Compositional dependence of thermal and elastic properties of Cu-Ti-Zr-Ni bulk metallic glasses

Abstract

Starting from the quaternary Cu(47)Ti(34)Zr(11)Ni(8) alloy, the compositional dependence of thermal and elastic properties of Cu-Ti-Zr-Ni alloys was systematically investigated. Quaternary Cu-Ti-Zr-Ni alloys can be cast directly from the melt into copper molds to form fully amorphous strips or rods with the thickness of 3-6 mm. The evidence of the amorphous nature of the cast rods was provided by X-ray spectra.
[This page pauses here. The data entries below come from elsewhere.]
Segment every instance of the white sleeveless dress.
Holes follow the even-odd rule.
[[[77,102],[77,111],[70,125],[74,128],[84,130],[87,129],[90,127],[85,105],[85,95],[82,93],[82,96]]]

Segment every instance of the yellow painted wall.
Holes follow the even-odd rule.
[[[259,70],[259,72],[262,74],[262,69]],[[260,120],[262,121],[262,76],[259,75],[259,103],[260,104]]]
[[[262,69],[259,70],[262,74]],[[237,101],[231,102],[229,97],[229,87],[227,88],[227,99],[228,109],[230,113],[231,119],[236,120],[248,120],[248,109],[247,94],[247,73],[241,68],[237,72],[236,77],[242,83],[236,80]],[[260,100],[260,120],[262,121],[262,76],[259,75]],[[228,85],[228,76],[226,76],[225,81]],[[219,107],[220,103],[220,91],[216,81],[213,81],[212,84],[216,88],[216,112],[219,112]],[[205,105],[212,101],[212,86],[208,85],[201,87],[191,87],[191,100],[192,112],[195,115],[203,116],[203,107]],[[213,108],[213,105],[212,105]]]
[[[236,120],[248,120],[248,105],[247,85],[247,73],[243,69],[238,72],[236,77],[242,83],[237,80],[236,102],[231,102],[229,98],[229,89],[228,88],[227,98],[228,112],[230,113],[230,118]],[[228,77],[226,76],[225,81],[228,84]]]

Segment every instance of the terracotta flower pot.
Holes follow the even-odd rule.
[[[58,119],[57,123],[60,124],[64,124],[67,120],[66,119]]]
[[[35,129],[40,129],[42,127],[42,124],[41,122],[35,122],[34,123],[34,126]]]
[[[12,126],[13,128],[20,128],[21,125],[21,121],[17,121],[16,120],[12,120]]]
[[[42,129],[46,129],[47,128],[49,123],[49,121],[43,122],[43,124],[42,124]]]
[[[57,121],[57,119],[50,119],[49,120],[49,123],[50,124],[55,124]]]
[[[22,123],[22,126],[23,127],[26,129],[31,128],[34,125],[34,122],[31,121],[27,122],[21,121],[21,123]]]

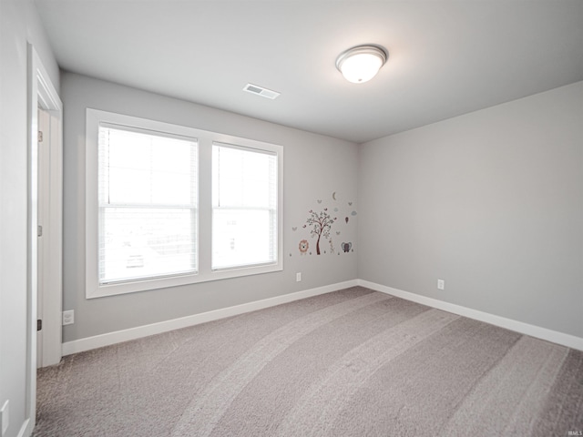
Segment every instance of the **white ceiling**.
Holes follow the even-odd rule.
[[[66,70],[357,143],[583,80],[581,0],[36,3]],[[351,84],[367,43],[389,59]]]

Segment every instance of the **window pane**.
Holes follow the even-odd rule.
[[[99,282],[194,272],[195,229],[188,208],[101,208]]]
[[[277,155],[213,145],[212,269],[277,262]]]
[[[100,127],[100,200],[115,205],[192,205],[190,141]]]
[[[215,145],[213,206],[274,208],[277,156]]]
[[[99,283],[197,270],[197,143],[99,127]]]
[[[212,268],[228,269],[275,261],[275,216],[266,209],[215,209]]]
The measured glass transition temperature (T(g)) and crystallization temperature (T(x)) were obtained for the alloys using differential scanning calorimetry (DSC) at the heating rate of 20 K/s. In the results, the differences between the glass temperature and the crystallization temperature (Delta T(x)=T(x)-T(g)) are measured with values ranging up to 33-55 K. The reduced glass transition temperature (T(rg)), which is the ratio of the glass temperature to the liquidus temperature (T(1)), is often used as an indication of the glass-forming ability of metallic alloys. For the present Cu-Ti-Zr-Ni alloys, this ratio is typically in the range of 0.5838-0.5959, characteristic of metallic alloys with good glass-forming ability. The elastic constants for several selected alloys were measured using ultrasonic methods. The values of the elastic shear modulus, bulk modulus, and Poisson's ratio were also given.